Teen Hyde (High School Horror Story #2)(5)







TWO

Marcy

An eerie green glow was cast by a neon sign in the shape of a pair of boots that hung over a slick, pinewood bar. The club was dimly lit with places to disappear into the shadows for those who wanted to. Those who were like me.

I’d been here before. I knew that in the academic sense. Only this time felt different. I rested my elbows on the counter and pretended to wait for a bartender while I searched the faces gathered there for one that I recognized. No luck.

I turned my back to the bar and scanned the crowd. Come out, come out, wherever you are, I thought darkly.

The small town of Dearborn, which neighbored Hollow Pines, only had a few hot spots to serve all of the college’s campus. This was by far the most popular.

Five faces had been seared into my memory. When I recognized none of them at the bar, I slinked into the mass of clubgoers.
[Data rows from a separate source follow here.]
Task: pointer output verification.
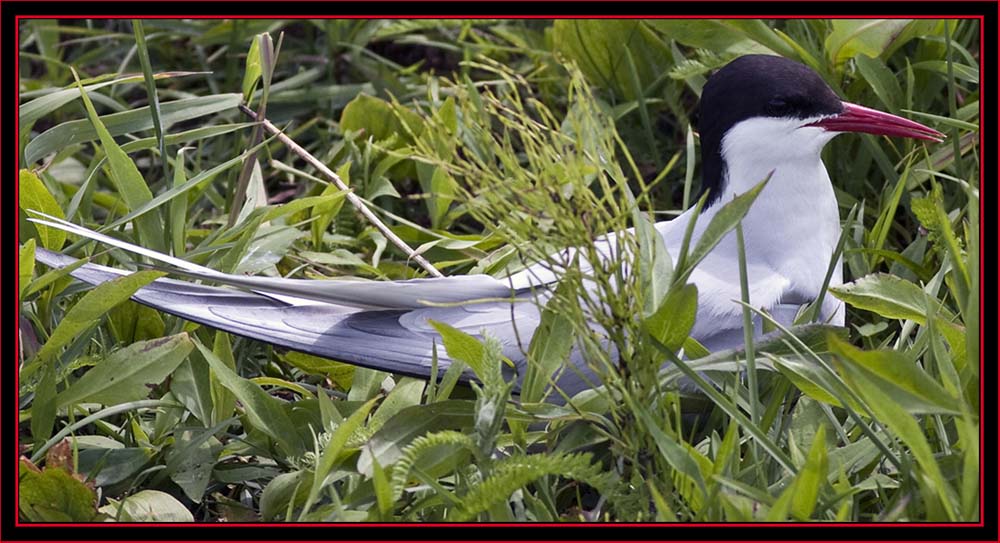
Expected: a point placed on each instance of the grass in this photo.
(474, 141)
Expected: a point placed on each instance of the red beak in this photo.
(857, 118)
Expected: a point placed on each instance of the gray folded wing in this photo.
(394, 340)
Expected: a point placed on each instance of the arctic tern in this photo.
(760, 116)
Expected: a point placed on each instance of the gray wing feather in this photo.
(408, 294)
(399, 341)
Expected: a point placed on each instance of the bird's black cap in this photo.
(755, 86)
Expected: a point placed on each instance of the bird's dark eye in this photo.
(778, 107)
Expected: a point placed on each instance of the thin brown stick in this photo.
(351, 197)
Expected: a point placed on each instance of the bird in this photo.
(760, 117)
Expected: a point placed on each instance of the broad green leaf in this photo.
(406, 393)
(148, 506)
(223, 401)
(380, 120)
(811, 478)
(340, 373)
(33, 195)
(43, 406)
(905, 426)
(191, 459)
(462, 346)
(683, 459)
(899, 379)
(53, 495)
(886, 295)
(86, 313)
(192, 386)
(131, 322)
(966, 73)
(107, 466)
(127, 180)
(760, 32)
(549, 349)
(711, 34)
(123, 375)
(869, 37)
(388, 443)
(673, 321)
(263, 411)
(881, 80)
(285, 488)
(656, 268)
(127, 122)
(598, 48)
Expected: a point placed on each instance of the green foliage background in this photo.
(471, 139)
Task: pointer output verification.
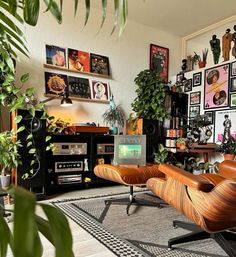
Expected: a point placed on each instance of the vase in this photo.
(228, 156)
(201, 64)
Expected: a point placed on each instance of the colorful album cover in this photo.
(78, 60)
(56, 55)
(79, 87)
(55, 83)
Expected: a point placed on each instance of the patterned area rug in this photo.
(144, 233)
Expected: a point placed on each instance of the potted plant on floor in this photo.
(9, 157)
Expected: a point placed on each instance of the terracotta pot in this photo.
(228, 156)
(201, 64)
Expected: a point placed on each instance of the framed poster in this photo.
(197, 79)
(56, 55)
(187, 85)
(159, 60)
(216, 88)
(99, 64)
(55, 83)
(224, 125)
(79, 87)
(233, 69)
(78, 60)
(233, 100)
(195, 98)
(100, 90)
(194, 110)
(210, 116)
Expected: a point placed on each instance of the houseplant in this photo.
(228, 148)
(9, 157)
(114, 116)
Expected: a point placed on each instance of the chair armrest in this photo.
(227, 169)
(187, 178)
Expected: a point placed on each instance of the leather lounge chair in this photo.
(208, 200)
(129, 176)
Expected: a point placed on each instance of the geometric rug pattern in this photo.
(142, 234)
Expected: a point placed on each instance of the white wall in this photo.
(127, 55)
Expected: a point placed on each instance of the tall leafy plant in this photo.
(151, 93)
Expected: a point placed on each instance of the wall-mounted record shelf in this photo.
(53, 67)
(81, 99)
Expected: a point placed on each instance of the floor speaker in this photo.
(36, 181)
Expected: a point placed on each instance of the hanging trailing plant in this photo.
(151, 93)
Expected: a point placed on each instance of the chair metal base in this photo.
(222, 238)
(131, 201)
My mind flashed through the lineup of them. Nameless. Heartless. They could only hide for so long.

I reached my hand into the light jacket I was wearing. A wash of comfort blanketed me as my finger traced the blunt side of the knife stashed inside the pocket.
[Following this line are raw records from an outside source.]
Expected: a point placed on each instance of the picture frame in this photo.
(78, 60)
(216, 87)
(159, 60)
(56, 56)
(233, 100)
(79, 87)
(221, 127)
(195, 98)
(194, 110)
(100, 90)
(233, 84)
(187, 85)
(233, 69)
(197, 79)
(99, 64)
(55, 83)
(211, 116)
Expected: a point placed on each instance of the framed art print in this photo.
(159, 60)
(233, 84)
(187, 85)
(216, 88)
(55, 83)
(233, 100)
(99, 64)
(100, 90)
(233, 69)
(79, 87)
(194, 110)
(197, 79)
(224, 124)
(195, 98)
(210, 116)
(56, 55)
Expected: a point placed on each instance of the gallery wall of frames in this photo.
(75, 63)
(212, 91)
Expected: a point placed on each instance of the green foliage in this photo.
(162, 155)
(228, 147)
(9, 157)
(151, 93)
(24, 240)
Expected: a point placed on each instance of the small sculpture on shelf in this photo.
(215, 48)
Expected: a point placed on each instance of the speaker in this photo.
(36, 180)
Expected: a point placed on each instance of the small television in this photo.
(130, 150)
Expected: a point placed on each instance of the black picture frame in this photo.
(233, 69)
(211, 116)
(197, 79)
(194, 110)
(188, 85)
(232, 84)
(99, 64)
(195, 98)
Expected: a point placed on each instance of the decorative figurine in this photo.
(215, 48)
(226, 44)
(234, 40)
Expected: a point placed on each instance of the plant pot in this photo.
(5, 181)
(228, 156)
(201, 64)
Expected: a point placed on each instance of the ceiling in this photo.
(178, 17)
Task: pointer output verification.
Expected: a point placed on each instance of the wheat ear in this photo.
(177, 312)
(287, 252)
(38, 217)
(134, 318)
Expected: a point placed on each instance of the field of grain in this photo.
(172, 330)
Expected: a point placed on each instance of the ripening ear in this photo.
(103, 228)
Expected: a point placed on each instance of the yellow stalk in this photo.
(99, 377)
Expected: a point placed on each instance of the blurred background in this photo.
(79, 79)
Strobe lights flashed across the dance floor. I studied the face of every boy that I saw. Laughing. Smiling. Drinking from frothy cups. In the cutting lights, they all looked like they had fangs. I stroked the hidden blade, biding my time. Soon, I told it. Soon.

And in a soft voice, I began to sing:

“Hide and seek, hide and seek,

In the dark, they all will shriek,

Seek and hide, seek and hide,

Count the nights until they’ve died.”





THREE

Cassidy

When I was a kid, I had a name for that place between sleeping and wakefulness. I called it Sleep Space. As in outer space. That little pocket of time when I was so relaxed in bed that I was practically weightless, a black hole between two different universes, left dreaming in no-man’s-land.
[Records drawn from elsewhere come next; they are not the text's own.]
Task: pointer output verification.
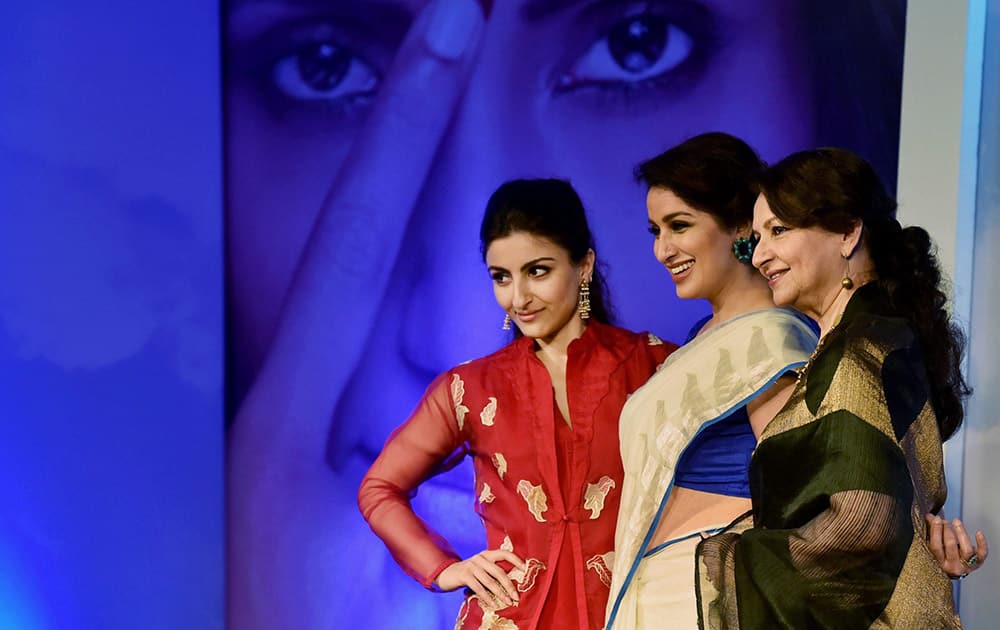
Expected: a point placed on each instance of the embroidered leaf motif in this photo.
(493, 621)
(457, 394)
(601, 565)
(500, 462)
(489, 412)
(486, 496)
(507, 545)
(525, 579)
(535, 497)
(596, 493)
Sunlight trickled through the blinds in my room, warming my face. I buried my head deeper into the pillow and clung to Sleep Space as though I could stop the pull of gravity.

The door of my bedroom creaked open. Through it, the scent of bacon wafted, causing my stomach to growl. When was the last time I’d eaten? I wondered as I finally lost my hold on Sleep Space. My last meal had to have been dinner. Did I remember to eat dinner? I couldn’t recall. I took a deep breath in and my mouth watered.

“Cassidy?” My little sister’s tentative voice came from the doorway.

When I propped myself up on my elbows, I had to remind myself she wasn’t so little anymore. Honor was already one semester into her freshman year at Hollow Pines, tall for her age with cheeks splashed with freckles and hair two shades lighter than my own that fell to the crooks of her elbows. She’d been named after my grandmother, who passed away a few months before Honor was born, and ever since, the name had been a constant source of anxiety for her.

“Morning,” I said.

“Mom told me to tell you that she made breakfast,” she said, taking a step onto my carpet. “I told her you probably wouldn’t come down, but she made me tell you anyway.”

“Okay … well, what’d she make?” I moved a pillow behind my back and propped myself upright.

Honor looked at me like I was pulling a prank on her. “Mom’s making chocolate chip pancakes and Dad’s cooking bacon. Why?”

I licked my lips. My stomach growled loudly enough for both of us to hear. A smile tugged at Honor’s lips.

“You had me at chocolate. I’m coming down.” I wrestled my legs free from the covers.

“Uh, Cass?”

“Yeah?” My bare feet hovered a few inches off the pink floral rug laid across the hardwood floor.

“Did you go to a party last night?”

“Yeah…” I caught a glimpse of my reflection in the vanity across from my bed. “Oh.” I was wearing the same dark skinny jeans from last night and a fitted black shirt. Mascara and lipstick were smeared on the side of my face so that I resembled the Joker. I covered my mouth with my right hand and stifled a giggle. “I guess I need to clean up first, huh?”

Honor’s face brightened. “I’ll stall Mom?”

“Don’t let any of the chocolate chips get eaten without me.”

She grinned and scampered off. I heard the sound of her footsteps fading down the stairs. My chest squeezed as I remembered that this was the first conversation in weeks that involved me responding with more than one word.

Wiping the last threads of sleep from my eyes, I made my way into the bathroom and twisted the nozzle on the showerhead. Steam filled the room, fogging up the mirror, and I quickly stripped off my clothes, which reeked of smoke and alcohol, and jumped under the downpour.

I’d never fallen asleep in my clothes from the night before. Why hadn’t I changed when I’d gotten home? I closed my eyes and let the water cascade over my head. Actually, I had no recollection of getting home, period. I ran my fingers through my soaked mane, racking my brain for the last thing that I could remember. My fingers reached the ends of the front strands of hair on the right side too quickly. I felt around the chopped-off edge like I was touching the end of a missing limb and suddenly the sound of a scissor snip replayed in my mind. Liam barging into the bathroom, the tiny, yellow pill, and then … Sunshine.